From the variety of dishes to the neighborhood vibe and focus on interesting quality wines, Matteo’s brings skill and passion together to create delightful memories and beautiful food.
The offerings skew toward modern American comfort food with an Italian twist. Most nights, the specials list is nearly as long as the regular menu. The wine list is long enough to take much of the night to read it. Matt (Matteo) Woolston doesn’t think small, even with a neighborhood restaurant.
Dr. Au’s recommendation of ribs was spot-on. The St. Louis-style baby back ribs were lacquered with an incredible smoky-sweet barbecue sauce. The ribs, tender yet firm, came with a side of perfect hand-cut fries and a simple but marvelous pile of slaw. My wife is a tough critic on coleslaw. There wasn’t a shred of cabbage left on the plate.

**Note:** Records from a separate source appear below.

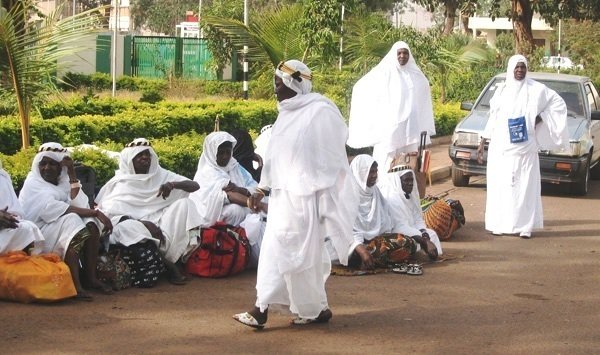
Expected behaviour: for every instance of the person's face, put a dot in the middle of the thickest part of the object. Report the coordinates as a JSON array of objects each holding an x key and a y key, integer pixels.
[
  {"x": 407, "y": 182},
  {"x": 372, "y": 178},
  {"x": 224, "y": 153},
  {"x": 141, "y": 162},
  {"x": 281, "y": 91},
  {"x": 50, "y": 170},
  {"x": 520, "y": 71},
  {"x": 403, "y": 54}
]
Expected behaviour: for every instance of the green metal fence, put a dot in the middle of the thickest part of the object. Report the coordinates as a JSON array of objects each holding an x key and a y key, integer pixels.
[{"x": 161, "y": 57}]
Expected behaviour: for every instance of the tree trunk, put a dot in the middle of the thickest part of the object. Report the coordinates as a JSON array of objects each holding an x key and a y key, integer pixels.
[
  {"x": 449, "y": 14},
  {"x": 522, "y": 16}
]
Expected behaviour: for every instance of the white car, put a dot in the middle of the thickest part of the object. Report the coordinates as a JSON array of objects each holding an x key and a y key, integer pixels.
[{"x": 556, "y": 62}]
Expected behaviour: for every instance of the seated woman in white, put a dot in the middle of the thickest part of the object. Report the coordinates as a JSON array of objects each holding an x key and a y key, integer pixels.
[
  {"x": 225, "y": 185},
  {"x": 398, "y": 189},
  {"x": 52, "y": 198},
  {"x": 15, "y": 232}
]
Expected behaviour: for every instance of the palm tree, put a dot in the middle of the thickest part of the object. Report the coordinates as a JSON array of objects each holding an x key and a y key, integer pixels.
[{"x": 30, "y": 45}]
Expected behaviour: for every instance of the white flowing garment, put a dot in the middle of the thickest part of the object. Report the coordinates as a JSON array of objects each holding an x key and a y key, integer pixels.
[
  {"x": 26, "y": 232},
  {"x": 45, "y": 204},
  {"x": 373, "y": 215},
  {"x": 406, "y": 212},
  {"x": 135, "y": 195},
  {"x": 514, "y": 203},
  {"x": 210, "y": 200},
  {"x": 311, "y": 198},
  {"x": 391, "y": 105}
]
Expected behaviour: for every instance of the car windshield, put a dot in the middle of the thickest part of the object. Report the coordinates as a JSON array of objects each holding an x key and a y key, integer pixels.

I couldn’t pass on one of my favorite dishes, beef stroganoff. Woolston goes with porcini-crusted sliced filet mignon and wild mushrooms over fettuccine. The gorgeous cream and Madeira sauce is so glossy you can see your reflection.
A busy and effective pizza oven turns out pies rustic and modern. And although pizza is in the name of the place it’s only a small part of the menu. Steer toward the “Stu,” a pie loaded with prosciutto, wild mushrooms, caramelized onions, mozzarella, fontina and arugula.
On top of lunch and dinner and a Saturday brunch featuring an egg-topped “Rise & Shine” pizza, the other focus of Matteo’s is wine. A well-stocked and bustling wine shop features wines from all over the planet at prices across the affordability range. Savvy wine lovers can find single bottles, cases and everything in between.
The shop features an ongoing series of winemaker dinners and tastings that may introduce you to new wines. You can trust Woolston’s cooking to bring out every element of a wine’s profile.
Like all great neighborhood eateries, there’s something for everyone, even kids. Mac and cheese, simple pizzas and a darned good cheeseburger are available every night.
So, whether you’re looking for an upscale date night, an evening of wine exploration or just a quality family meal, you will get what you need at Matteo’s. And you might even run into old friends.